Optimal Approximation Rate of ReLU Networks in terms of Width and Depth
This work provides foundational theoretical insights into neural network design, addressing a core problem in machine learning for researchers and practitioners by establishing optimal bounds on approximation capabilities.
This paper tackles the problem of approximating continuous functions using ReLU neural networks by deriving optimal approximation rates in terms of width and depth, achieving rates such as O(λ√d (N^2L^2 ln N)^{-α/d}) for Hölder continuous functions, which are shown to be optimal up to a constant factor.

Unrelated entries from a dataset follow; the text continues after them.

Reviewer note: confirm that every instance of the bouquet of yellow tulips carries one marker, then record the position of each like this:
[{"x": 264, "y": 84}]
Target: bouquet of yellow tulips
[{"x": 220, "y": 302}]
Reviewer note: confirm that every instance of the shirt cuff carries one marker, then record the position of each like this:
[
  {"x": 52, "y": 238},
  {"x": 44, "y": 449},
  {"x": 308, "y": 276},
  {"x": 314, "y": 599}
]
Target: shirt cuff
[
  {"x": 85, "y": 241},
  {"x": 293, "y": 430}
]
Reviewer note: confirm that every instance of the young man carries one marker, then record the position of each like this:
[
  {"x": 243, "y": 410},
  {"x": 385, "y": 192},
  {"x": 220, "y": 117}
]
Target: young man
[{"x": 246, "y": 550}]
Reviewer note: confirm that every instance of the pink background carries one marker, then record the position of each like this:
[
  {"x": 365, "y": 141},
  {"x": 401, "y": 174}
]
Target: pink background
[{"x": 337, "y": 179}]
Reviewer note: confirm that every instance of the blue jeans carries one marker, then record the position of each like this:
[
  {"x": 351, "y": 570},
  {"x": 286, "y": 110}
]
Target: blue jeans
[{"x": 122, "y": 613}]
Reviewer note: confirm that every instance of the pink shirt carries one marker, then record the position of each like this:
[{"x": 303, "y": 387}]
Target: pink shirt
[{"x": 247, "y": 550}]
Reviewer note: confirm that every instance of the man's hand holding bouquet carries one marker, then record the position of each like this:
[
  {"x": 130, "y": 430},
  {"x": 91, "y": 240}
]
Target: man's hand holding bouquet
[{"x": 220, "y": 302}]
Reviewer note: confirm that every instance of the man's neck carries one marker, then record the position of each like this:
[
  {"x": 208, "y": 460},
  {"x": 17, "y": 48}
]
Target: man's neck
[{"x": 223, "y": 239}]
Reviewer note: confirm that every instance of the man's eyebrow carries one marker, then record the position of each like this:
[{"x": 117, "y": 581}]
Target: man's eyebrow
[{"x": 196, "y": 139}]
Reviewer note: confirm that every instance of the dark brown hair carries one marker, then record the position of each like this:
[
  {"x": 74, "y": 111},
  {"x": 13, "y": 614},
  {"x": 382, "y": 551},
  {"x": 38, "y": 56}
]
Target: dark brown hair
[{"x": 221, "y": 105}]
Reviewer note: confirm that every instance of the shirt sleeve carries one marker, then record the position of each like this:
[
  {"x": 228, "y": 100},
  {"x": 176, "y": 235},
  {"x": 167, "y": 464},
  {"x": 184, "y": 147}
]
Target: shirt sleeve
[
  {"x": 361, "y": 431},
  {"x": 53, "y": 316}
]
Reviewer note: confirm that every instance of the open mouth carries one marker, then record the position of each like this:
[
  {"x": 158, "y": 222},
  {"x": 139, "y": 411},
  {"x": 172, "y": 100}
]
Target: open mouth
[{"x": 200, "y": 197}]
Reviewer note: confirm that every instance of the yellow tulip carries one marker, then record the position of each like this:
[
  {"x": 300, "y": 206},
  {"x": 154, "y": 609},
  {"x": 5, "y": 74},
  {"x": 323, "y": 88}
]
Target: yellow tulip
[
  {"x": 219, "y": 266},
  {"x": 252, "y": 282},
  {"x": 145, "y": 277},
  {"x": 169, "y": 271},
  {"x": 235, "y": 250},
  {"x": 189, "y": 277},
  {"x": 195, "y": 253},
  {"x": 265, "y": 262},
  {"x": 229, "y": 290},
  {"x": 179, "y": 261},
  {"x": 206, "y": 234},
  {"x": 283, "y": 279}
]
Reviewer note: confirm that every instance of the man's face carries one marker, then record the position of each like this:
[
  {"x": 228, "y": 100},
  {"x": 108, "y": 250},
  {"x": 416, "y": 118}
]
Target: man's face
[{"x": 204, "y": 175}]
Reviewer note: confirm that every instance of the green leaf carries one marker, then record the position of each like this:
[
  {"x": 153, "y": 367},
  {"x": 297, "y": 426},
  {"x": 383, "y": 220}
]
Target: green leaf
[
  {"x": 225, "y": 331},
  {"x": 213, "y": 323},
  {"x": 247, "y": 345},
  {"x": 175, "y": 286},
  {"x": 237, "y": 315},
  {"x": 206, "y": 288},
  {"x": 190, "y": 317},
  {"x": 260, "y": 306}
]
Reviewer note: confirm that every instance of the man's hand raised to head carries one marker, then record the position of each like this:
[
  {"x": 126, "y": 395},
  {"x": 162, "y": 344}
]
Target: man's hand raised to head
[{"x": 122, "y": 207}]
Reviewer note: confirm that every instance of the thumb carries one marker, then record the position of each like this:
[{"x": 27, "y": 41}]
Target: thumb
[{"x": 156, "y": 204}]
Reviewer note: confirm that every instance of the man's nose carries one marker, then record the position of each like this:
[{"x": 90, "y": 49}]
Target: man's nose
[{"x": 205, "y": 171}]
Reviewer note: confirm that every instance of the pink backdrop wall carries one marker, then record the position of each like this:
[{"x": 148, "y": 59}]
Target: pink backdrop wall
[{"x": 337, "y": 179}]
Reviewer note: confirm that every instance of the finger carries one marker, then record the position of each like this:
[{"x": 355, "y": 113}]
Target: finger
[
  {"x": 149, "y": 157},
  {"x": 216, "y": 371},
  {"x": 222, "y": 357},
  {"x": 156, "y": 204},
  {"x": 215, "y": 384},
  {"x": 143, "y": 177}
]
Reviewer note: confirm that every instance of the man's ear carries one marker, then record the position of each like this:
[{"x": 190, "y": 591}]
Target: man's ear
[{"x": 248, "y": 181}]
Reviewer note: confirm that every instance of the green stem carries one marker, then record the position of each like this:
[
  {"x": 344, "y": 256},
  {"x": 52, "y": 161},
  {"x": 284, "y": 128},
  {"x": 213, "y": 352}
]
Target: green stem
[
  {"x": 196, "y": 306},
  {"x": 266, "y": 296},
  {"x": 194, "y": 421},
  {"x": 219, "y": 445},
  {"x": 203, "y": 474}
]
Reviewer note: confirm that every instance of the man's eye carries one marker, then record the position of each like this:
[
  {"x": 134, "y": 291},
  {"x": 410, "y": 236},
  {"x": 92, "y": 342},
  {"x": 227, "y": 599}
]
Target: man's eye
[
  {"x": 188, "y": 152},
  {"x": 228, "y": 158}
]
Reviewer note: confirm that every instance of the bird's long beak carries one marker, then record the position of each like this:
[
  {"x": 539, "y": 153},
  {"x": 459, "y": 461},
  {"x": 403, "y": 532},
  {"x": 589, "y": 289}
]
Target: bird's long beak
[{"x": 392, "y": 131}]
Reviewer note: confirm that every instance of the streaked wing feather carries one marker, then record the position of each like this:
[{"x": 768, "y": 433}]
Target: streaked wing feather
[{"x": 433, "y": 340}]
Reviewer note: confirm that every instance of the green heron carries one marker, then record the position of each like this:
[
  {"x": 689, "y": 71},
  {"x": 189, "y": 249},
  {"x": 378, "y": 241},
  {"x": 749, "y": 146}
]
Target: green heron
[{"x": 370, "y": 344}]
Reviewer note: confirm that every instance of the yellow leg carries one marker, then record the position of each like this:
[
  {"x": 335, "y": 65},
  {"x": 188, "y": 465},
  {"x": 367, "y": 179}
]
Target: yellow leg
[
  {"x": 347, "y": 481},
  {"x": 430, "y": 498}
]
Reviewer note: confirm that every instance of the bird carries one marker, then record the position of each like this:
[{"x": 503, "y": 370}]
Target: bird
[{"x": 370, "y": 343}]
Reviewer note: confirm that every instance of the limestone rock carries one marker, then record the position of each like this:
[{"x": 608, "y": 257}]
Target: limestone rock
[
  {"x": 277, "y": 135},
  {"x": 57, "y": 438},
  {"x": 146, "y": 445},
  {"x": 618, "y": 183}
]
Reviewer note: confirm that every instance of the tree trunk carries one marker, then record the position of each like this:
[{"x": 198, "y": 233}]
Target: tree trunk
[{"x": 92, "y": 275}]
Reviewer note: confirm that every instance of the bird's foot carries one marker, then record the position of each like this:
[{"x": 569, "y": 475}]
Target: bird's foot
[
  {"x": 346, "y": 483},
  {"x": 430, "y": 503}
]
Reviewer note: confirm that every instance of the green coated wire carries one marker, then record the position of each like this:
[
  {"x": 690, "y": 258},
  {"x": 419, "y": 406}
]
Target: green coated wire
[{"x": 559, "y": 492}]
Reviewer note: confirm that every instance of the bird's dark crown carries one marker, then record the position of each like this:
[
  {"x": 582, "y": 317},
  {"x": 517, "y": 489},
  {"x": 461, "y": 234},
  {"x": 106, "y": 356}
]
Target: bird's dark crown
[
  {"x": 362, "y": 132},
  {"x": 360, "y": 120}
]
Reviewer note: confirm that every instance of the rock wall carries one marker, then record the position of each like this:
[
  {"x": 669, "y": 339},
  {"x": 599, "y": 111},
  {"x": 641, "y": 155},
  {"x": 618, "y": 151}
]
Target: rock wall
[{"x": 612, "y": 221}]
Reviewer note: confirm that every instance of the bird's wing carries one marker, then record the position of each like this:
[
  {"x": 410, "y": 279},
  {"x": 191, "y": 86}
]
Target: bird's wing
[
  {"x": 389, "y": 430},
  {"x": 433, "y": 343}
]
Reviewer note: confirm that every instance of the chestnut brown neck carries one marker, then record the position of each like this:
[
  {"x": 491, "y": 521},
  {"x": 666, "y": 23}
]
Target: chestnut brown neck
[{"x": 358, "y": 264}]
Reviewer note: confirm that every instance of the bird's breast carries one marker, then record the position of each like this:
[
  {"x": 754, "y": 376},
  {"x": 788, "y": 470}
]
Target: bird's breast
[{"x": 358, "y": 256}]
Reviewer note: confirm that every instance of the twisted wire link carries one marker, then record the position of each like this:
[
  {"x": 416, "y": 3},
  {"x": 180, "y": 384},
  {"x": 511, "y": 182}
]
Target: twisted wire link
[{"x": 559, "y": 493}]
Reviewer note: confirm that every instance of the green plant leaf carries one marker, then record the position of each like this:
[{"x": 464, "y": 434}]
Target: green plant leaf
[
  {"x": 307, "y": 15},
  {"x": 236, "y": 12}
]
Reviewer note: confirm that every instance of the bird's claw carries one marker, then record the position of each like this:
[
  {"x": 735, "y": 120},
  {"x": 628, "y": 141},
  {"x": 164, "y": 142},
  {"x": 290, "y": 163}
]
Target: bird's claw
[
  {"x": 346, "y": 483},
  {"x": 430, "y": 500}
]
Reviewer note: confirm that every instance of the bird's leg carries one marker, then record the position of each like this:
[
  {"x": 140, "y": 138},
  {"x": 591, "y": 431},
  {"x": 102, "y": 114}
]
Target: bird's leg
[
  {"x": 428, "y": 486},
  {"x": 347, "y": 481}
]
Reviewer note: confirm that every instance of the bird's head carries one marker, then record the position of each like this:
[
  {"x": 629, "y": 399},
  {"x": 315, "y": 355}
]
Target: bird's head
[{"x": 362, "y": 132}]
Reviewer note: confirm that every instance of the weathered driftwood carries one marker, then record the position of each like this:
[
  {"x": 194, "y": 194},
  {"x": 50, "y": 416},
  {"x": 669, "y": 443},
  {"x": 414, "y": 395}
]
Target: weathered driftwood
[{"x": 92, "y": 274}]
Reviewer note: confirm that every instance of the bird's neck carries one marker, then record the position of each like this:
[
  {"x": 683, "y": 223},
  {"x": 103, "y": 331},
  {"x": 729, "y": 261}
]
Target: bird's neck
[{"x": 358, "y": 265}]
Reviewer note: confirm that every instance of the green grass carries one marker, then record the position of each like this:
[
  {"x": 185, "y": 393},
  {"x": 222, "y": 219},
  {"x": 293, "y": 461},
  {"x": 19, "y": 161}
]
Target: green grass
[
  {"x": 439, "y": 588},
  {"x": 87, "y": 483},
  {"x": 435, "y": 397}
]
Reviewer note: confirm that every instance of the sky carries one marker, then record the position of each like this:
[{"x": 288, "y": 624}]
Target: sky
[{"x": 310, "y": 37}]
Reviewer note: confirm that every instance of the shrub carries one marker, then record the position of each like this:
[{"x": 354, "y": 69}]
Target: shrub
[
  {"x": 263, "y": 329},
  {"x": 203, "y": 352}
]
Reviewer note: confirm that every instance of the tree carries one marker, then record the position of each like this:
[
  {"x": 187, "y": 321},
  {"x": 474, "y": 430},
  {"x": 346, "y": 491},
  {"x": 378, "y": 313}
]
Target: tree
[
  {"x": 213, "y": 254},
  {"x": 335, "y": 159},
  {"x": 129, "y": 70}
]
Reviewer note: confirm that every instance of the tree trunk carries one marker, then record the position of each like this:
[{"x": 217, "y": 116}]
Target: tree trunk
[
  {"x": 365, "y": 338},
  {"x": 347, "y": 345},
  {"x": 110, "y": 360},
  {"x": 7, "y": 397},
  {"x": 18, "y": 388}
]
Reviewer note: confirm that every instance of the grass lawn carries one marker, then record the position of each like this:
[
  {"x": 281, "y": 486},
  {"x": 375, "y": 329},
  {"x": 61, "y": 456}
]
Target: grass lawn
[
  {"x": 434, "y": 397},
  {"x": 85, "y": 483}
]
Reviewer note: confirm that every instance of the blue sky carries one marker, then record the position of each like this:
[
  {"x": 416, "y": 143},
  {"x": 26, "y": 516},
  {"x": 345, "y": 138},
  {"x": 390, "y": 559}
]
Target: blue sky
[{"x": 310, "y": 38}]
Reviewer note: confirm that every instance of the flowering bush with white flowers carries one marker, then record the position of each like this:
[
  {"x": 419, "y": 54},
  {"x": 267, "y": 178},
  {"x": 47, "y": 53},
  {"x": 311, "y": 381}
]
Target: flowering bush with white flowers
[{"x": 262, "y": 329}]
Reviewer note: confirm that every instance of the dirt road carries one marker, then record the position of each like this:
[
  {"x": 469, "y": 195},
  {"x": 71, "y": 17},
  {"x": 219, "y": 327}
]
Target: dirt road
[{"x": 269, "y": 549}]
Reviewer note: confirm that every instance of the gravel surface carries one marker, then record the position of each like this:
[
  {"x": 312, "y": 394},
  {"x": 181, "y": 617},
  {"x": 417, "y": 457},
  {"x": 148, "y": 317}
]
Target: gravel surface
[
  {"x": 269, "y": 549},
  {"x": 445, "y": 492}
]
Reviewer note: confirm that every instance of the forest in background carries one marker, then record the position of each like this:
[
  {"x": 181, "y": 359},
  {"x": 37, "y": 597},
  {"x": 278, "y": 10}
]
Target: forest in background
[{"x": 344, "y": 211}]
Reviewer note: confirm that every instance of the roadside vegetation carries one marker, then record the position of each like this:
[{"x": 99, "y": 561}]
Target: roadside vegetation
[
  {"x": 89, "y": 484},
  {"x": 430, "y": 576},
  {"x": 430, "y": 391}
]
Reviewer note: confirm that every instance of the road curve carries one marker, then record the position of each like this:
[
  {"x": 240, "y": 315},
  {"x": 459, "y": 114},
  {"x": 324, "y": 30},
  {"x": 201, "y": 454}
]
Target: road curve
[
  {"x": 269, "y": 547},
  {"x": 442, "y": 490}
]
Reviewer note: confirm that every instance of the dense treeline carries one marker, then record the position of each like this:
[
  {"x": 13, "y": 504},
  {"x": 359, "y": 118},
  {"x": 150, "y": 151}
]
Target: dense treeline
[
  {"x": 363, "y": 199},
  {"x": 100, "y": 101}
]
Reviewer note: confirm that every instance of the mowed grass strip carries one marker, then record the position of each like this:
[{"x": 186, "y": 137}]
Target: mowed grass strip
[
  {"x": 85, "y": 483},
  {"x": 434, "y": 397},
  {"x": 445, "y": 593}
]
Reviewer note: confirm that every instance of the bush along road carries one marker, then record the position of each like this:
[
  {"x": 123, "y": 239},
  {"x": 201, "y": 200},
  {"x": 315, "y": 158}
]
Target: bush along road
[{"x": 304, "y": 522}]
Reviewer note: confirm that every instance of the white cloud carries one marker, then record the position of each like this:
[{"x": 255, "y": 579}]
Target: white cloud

This paper concentrates on the approximation power of deep feed-forward neural networks in terms of width and depth. It is proved by construction that ReLU networks with width $\mathcal{O}\big(\max\{d\lfloor N^{1/d}\rfloor,\, N+2\}\big)$ and depth $\mathcal{O}(L)$ can approximate a Hölder continuous function on $[0,1]^d$ with an approximation rate $\mathcal{O}\big(λ\sqrt{d} (N^2L^2\ln N)^{-α/d}\big)$, where $α\in (0,1]$ and $λ>0$ are Hölder order and constant, respectively. Such a rate is optimal up to a constant in terms of width and depth separately, while existing results are only nearly optimal without the logarithmic factor in the approximation rate. More generally, for an arbitrary continuous function $f$ on $[0,1]^d$, the approximation rate becomes $\mathcal{O}\big(\,\sqrt{d}\,ω_f\big( (N^2L^2\ln N)^{-1/d}\big)\,\big)$, where $ω_f(\cdot)$ is the modulus of continuity. We also extend our analysis to any continuous function $f$ on a bounded set. Particularly, if ReLU networks with depth $31$ and width $\mathcal{O}(N)$ are used to approximate one-dimensional Lipschitz continuous functions on $[0,1]$ with a Lipschitz constant $λ>0$, the approximation rate in terms of the total number of parameters, $W=\mathcal{O}(N^2)$, becomes $\mathcal{O}(\tfracλ{W\ln W})$, which has not been discovered in the literature for fixed-depth ReLU networks.